La forge de cuivre du Roquer a été construite par Lambert de Roquer entre 1846 et 1848, et a fonctionné jusqu’en 1873. Le mécanisme se composait d’un martinet actionné par la roue à aubes entraînée par la force de l’eau. Elle était spécialisée dans le battage du cuivre pour fabriquer des plaques qui servaient à doubler la coque des navires et aussi pour fabriquer des chaudrons en cuivre à partir de vieux ustensiles en cuivre.

Au fil du temps, l’utilisation de l’eau, le bâtiment et ses mécanismes ont été adaptés à différents usages industriels, à savoir un atelier de cuir, une tournerie sur bois et une scierie.

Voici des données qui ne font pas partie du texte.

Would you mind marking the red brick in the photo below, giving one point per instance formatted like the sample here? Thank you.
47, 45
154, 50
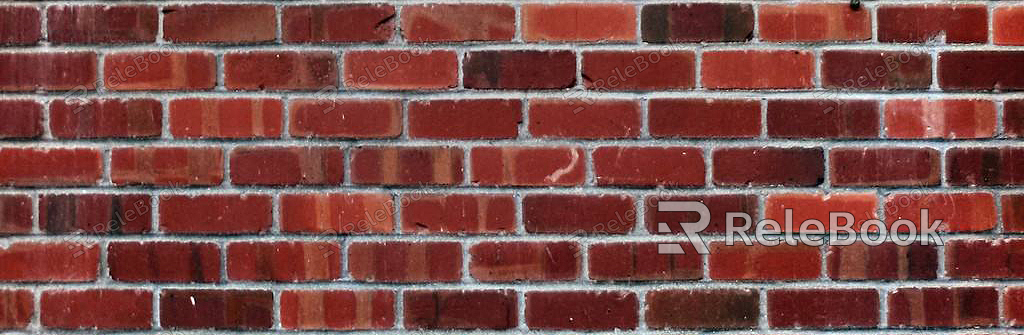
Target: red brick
884, 167
860, 261
1013, 118
20, 118
407, 165
465, 119
160, 70
345, 118
337, 309
101, 25
823, 119
49, 167
47, 71
697, 23
940, 119
105, 118
757, 70
985, 258
519, 70
649, 166
817, 207
219, 24
1013, 213
528, 166
958, 212
167, 166
514, 261
225, 118
406, 261
720, 308
867, 70
981, 71
15, 215
226, 309
704, 118
95, 213
425, 213
284, 261
769, 166
594, 119
288, 165
281, 70
762, 262
337, 24
718, 207
813, 23
944, 307
337, 213
96, 308
641, 261
985, 166
458, 23
394, 70
582, 310
461, 309
579, 213
215, 214
49, 262
580, 23
1008, 25
951, 24
822, 308
17, 308
655, 70
164, 261
20, 26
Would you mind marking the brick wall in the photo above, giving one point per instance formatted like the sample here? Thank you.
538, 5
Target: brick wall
390, 167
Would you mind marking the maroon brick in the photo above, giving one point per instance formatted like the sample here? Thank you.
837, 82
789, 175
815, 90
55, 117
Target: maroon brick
643, 166
822, 119
465, 119
582, 310
721, 308
884, 167
105, 118
164, 261
953, 24
704, 118
225, 309
769, 166
985, 166
697, 23
96, 24
981, 71
641, 261
944, 307
513, 261
287, 165
461, 309
865, 70
519, 70
579, 214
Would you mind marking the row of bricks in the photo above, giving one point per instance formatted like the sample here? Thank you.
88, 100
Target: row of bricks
529, 70
495, 23
242, 118
494, 213
498, 309
506, 261
513, 166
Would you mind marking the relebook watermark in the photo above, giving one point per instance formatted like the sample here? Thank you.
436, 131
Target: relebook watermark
810, 232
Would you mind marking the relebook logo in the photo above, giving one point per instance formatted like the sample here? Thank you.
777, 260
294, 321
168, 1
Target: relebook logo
810, 232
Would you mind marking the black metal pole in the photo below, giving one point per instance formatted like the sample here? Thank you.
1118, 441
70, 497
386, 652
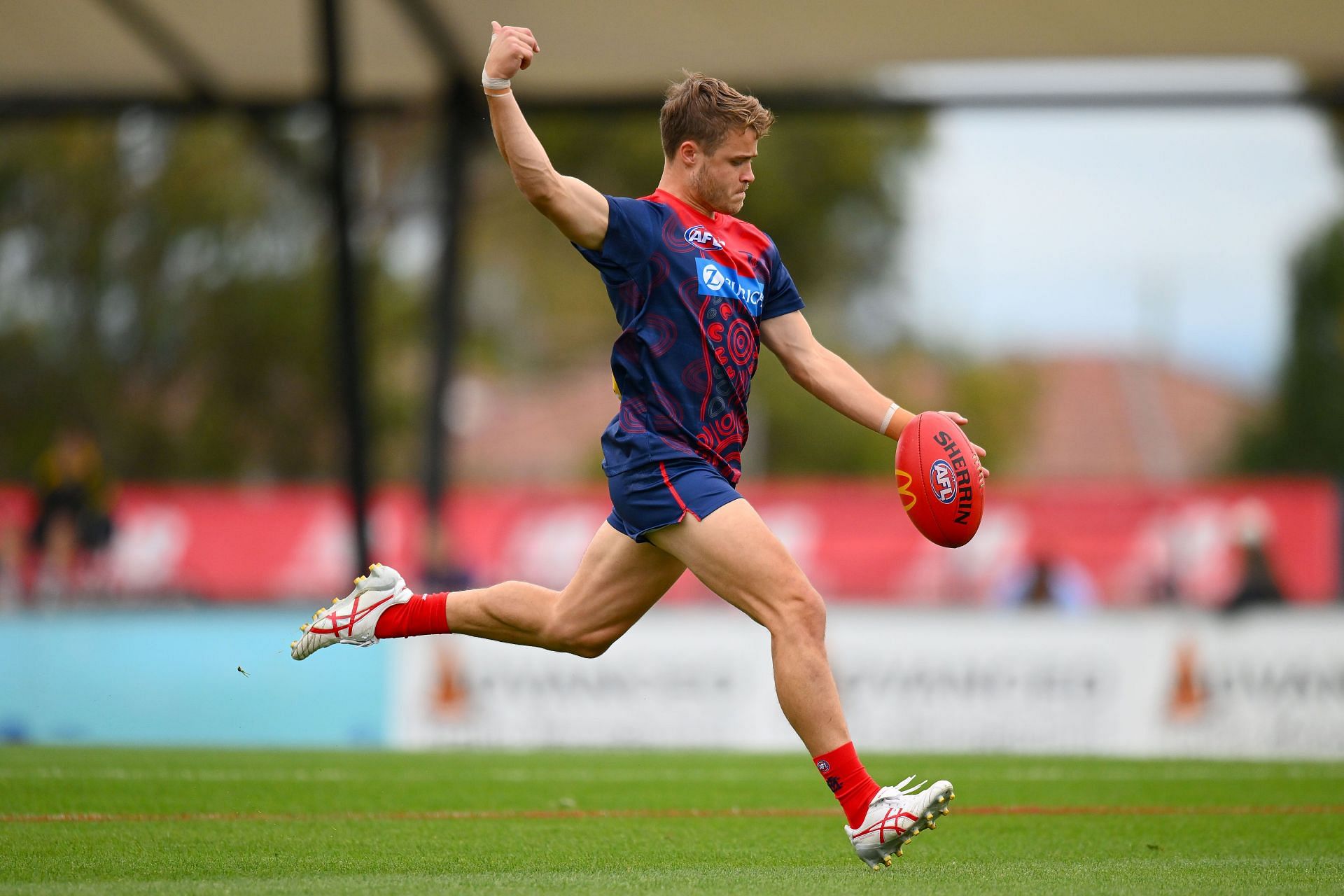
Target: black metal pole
347, 355
460, 121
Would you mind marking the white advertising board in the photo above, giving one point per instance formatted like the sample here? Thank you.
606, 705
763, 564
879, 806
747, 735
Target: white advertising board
1119, 684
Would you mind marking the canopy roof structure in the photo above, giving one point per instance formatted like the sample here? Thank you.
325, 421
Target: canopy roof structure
400, 51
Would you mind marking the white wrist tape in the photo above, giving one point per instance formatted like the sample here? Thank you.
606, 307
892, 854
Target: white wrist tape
886, 421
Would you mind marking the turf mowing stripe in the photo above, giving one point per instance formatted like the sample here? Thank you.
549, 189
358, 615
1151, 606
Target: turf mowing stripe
652, 813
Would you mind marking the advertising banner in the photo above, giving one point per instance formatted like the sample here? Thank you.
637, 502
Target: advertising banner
1069, 545
1139, 684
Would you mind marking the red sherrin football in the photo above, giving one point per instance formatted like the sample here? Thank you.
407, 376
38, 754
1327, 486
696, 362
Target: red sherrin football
939, 477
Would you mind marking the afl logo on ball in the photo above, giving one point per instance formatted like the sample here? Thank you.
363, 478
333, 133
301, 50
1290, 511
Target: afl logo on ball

Cette dernière était entraînée par des systèmes de poulies et un arbre de transmission qui fonctionnait au moyen d’une turbine hydraulique. Plus tard, le bâtiment voisin a été occupé par la carrosserie Beulas i Gelada, qui profitait de la force de l’eau et de la turbine pour actionner les mécanismes de l’usine.

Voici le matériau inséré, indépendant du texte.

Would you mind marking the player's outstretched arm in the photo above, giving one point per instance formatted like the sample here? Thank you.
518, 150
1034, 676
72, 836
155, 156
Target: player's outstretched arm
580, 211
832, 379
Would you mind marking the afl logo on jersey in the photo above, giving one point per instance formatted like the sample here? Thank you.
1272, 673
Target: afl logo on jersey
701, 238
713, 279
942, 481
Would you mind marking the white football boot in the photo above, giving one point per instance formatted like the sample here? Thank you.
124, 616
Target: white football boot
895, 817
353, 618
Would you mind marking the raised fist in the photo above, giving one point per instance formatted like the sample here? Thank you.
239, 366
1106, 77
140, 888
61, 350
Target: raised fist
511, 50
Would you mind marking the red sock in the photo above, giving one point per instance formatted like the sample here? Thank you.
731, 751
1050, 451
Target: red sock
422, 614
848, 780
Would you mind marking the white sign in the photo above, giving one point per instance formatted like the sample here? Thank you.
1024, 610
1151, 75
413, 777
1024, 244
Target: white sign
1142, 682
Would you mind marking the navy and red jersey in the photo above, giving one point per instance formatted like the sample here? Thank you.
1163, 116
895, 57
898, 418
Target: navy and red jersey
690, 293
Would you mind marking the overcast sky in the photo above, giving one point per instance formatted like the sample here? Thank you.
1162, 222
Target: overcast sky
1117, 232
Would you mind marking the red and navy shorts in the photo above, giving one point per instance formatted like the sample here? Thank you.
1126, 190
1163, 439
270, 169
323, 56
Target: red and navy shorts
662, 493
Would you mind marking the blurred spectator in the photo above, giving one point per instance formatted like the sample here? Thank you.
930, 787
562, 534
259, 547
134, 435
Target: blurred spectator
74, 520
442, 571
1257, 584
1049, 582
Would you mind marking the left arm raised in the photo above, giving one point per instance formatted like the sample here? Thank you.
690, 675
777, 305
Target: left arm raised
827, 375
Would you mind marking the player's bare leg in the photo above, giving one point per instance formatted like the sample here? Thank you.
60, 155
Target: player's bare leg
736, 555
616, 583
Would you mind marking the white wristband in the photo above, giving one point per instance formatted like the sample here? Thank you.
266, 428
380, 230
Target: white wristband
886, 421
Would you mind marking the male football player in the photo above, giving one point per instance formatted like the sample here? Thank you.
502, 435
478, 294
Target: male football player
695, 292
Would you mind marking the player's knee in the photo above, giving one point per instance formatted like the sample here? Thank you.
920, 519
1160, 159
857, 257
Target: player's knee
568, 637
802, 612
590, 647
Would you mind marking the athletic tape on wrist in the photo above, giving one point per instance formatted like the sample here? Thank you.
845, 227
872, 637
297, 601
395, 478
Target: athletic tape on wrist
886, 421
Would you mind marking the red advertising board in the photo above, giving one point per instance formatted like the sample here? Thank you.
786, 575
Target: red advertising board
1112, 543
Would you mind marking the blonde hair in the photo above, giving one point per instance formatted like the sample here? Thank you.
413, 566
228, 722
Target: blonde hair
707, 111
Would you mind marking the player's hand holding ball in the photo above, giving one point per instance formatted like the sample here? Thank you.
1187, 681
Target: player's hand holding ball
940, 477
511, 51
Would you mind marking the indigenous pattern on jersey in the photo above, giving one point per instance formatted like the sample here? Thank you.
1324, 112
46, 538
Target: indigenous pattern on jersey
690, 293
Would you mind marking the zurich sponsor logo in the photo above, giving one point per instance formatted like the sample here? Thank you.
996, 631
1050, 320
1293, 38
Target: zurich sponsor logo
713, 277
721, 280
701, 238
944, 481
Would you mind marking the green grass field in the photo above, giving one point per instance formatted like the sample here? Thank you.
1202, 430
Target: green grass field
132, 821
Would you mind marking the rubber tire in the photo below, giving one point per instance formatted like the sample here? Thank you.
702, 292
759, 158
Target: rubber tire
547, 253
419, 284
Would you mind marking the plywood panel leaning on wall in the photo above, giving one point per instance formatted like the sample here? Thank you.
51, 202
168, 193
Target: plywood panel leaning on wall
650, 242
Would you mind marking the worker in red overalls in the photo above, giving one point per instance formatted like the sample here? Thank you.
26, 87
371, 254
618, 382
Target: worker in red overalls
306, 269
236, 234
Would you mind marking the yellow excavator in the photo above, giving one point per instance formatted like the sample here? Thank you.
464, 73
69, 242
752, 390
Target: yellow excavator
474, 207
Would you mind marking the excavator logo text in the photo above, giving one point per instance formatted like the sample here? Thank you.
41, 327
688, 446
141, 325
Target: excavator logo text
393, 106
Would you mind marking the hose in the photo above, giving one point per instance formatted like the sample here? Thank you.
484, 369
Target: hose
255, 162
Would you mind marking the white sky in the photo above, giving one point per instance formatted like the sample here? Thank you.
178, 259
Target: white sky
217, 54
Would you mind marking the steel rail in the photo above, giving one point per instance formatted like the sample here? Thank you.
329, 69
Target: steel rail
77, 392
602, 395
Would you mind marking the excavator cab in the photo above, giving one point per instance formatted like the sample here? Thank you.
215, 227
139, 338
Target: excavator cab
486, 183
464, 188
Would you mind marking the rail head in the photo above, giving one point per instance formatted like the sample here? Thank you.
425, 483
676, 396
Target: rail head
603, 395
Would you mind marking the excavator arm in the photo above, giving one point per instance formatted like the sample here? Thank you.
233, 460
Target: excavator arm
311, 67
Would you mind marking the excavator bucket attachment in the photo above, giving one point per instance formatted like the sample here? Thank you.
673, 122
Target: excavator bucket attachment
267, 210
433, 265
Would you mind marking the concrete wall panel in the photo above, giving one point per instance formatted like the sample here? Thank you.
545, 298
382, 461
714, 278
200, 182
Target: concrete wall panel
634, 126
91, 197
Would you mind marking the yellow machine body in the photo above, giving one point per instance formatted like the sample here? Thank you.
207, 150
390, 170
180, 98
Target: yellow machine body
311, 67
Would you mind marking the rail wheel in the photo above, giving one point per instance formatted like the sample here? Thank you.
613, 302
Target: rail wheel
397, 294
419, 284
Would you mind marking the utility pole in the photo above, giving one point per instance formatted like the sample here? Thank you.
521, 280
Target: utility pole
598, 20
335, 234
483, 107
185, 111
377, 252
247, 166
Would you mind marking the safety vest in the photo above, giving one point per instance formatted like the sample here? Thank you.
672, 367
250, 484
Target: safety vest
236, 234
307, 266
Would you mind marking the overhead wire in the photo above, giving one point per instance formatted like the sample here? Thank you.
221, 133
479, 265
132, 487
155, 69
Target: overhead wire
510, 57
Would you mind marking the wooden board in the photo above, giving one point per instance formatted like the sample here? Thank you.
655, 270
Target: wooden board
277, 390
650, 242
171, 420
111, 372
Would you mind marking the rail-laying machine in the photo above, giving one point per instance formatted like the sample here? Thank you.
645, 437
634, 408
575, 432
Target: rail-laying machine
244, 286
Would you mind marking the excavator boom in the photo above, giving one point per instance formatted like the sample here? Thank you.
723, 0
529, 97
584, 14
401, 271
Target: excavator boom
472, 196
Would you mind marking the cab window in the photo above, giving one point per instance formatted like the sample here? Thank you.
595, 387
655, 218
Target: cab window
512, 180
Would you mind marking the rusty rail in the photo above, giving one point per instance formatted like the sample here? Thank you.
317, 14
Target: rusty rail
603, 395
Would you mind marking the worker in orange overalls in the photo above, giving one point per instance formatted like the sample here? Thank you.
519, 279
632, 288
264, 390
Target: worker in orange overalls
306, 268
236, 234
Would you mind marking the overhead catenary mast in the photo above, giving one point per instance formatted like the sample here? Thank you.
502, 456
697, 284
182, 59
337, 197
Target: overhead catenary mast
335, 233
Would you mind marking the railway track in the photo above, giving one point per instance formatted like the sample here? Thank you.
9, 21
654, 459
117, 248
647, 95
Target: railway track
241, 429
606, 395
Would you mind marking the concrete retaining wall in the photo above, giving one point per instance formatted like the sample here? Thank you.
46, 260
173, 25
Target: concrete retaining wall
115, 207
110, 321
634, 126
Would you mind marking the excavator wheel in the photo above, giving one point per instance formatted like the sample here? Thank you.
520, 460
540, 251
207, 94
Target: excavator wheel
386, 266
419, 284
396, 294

La forge est l’un des meilleurs éléments du patrimoine industriel de la ville et un reflet du dynamisme économique d’Arbúcies et du Montseny pour la période allant du milieu du XIXe siècle au milieu du XXe siècle. La forge abrite actuellement un centre d’interprétation, qui explique son fonctionnement et projette une intéressante création audiovisuelle intitulée La memòria de l’aigua (La mémoire de l’eau), qui montre les usages de l’eau dans la vallée d’Arbúcies au fil des siècles.

Le bassin de la forge

Un grand bassin a été aménagé à côté du bâtiment dans le but de recueillir les eaux du moulin du Roquer et stocker de l’eau pour actionner dans un premier temps la roue à aubes, puis la turbine mécanique.

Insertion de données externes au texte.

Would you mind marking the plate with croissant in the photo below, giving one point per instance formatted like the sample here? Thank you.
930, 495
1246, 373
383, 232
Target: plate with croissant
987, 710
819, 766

À la fin du XXe siècle, le bassin a été végétalisé et abrite désormais une grande diversité d’espèces animales et végétales, comme des barbeaux, et une grande variété d’oiseaux. Certains d’entre eux sont visibles toute l’année, comme le canard colvert, la mésange charbonnière, le troglodyte mignon ou le merle, tandis que d’autres ne sont que des visiteurs sporadiques, comme le héron cendré, la bergeronnette des ruisseaux, la bergeronnette grise ou la fauvette à tête noire. Le bassin possède également un petit îlot artificiel avec des plantes herbacées, comme le roseau, la massette et l’iris des marais, qui servent de refuge aux oiseaux.

Un mollusque très rare

Des travaux de nettoyage et de curage du bassin ont permis d’identifier une espèce de mollusque protégée que l’on croyait disparue depuis plus de quinze ans dans le bassin sédimentaire de la Tordera. Identifié comme Anadonta cygnea, il s’agit d’un mollusque bivalve à la coquille ovale et de couleur marron verdâtre.